SEKS. Kata itu serupa sebuah kabut tipis yang menghalangi pandangan kita orang-orang timur. Apa yang ada di baliknya hanya berbayang tidak jelas, namun menumbuhkan rasa penasaran. Seks dibisikkan perlahan antar manusia, kadang dalam sebuah grup yang lebih besar. Tapi semua tertutup. Berani meninggikan suara membincangkan seks, maka tatapan menghakimi orang-orang yang lebih tua dan menganggap diri mereka sebagai penjaga moral akan jatuh menimpamu.

Seks adalah kata yang tabu dibicarakan secara terbuka bagi kita orang timur. Berani bicara tentang seks secara terang-terangan berarti siap menerima stempel “amoral”. Mungkin karena bagi orang timur, urusan membincangkan seks adalah perilaku mereka yang tidak punya moral dan rasa malu.

Baca kisah para mantan bintang porno yang hidupnya kadang tragis di sini

Padahal, siapapun pasti percaya kalau seks adalah naluri bawaan setiap mahluk hidup, termasuk manusia yang dibekali hawa nafsu.
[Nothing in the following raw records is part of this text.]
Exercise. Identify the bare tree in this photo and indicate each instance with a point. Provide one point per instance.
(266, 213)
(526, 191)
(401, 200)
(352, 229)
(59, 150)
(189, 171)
Seks ada di setiap manusia, sampai ketika dia memilih jalan selibat atau jalan lain yang membuatnya mampu menghindari satu perbuatan itu. Selebihnya, seks adalah kebutuhan, naluri dan kadang monster yang susah dilawan.

Tapi sayangnya, seks selalu dihindari untuk dibincangkan. Apalagi antar orang tua dan anak, antara yang lebih dewasa ke lebih muda. Seks tetaplah misteri bagi mereka yang masih muda, yang selalu menerima tatapan mengancam atau gertakan “hush” ketika mencoba bicara tentang seks.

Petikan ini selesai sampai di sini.